Hospital Planning and Flu Patients

Currently the hospitals of Chicago, as well as other cities in Illinois, are seeing such a large amount of flu patients coming in that some are among the 11 hospitals in Illinois that will only handle patients with life-threatening illnesses. This is such a huge problem that my mother saw a story about it on the evening news on CBS 58 in Milwaukee.

What interested me in the Tribune‘s article on the problem was a quote from an emergency department doctor at Northwestern Memorial:

Zich estimated that more than 35 patients with flu-like symptoms passed through the emergency department’s waiting room while Northwestern Memorial was on bypass Monday night.


The majority of those ER visitors did not require medical attention, he said.


“The flu in and of itself is not a reason to come to the emergency department,” Zich said, noting that an ER visit is “not necessary” unless the flu is coupled with difficulty breathing or another serious illness, such as heart disease.

For the longest time, people have been going to ERs for minor problems. I tend to not be this type of person because of how my mother raised me. This has been speculated to be the result of people not having a primary care doctor, although I’d also point out that urgent care clinics seeming to be a relatively new thing–and incredibly scarce in Chicago as I discussed in an op-ed for Gapers Block–people might tend to go to Emergency Rooms on weekends since most doctors don’t have appointments on the weekends.

There are some hospitals in Chicago that are trying to curb the occurrences of people coming in to the ER for problems that don’t really require attention at that high of a level.
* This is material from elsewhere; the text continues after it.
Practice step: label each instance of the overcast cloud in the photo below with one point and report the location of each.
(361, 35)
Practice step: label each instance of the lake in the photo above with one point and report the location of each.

According to a spokesman at Rush University that I spoke with in the spring for an article I was writing, that hospital wants to help connect patients with primary care doctors in the patient’s area. University of Chicago Medical Center has a well-intentioned program that directs patients who come into the ER for minor problems to primary care clinics. (I say well-intentioned because the program has been accused of resulting in alleged patient dumping by University of Chicago Medical Center.)

In many ways it makes sense that ERs are doing this. I can see though that a potential problem with flu patients coming in–especially since this flu strain sounds to be a bit harsh–is that in some cases flu should be taken very seriously. But in most cases, a person should stay home and wait for the bug to pass. Last February, I went to the ER at Northwestern Memorial for a shoulder injury and found that the ER was packed. Based on what I was hearing, most of the patients who were there with masks on their faces had been waiting for five hours to be seen. In addition to going to the ER being very costly, you’re going to have to wait a very long time.

However the question that I have after reading about this is if John H. Stroger Jr. Hospital of Cook County is being horribly affected by this. When I visited Stroger Hospital to write about the Cook County Health and Hospital System for Gapers Block, I learned that the hospital divided up the Emergency Department into three different sections and triages the patients with problems like the flu separately from other patients. That hospital acknowledged that people will come to an ER for problems that can be treated elsewhere and figured out a way to help streamline and find a more efficient way to run an ER with this occurring.

It is inevitable that people will go to the ER for non-life threatening conditions or conditions that aren’t serious like a major injury. Something that Chicago hospitals might want to look at after this flu outbreak is how to help make an Emergency Department run more efficiently as people come in for things like the flu.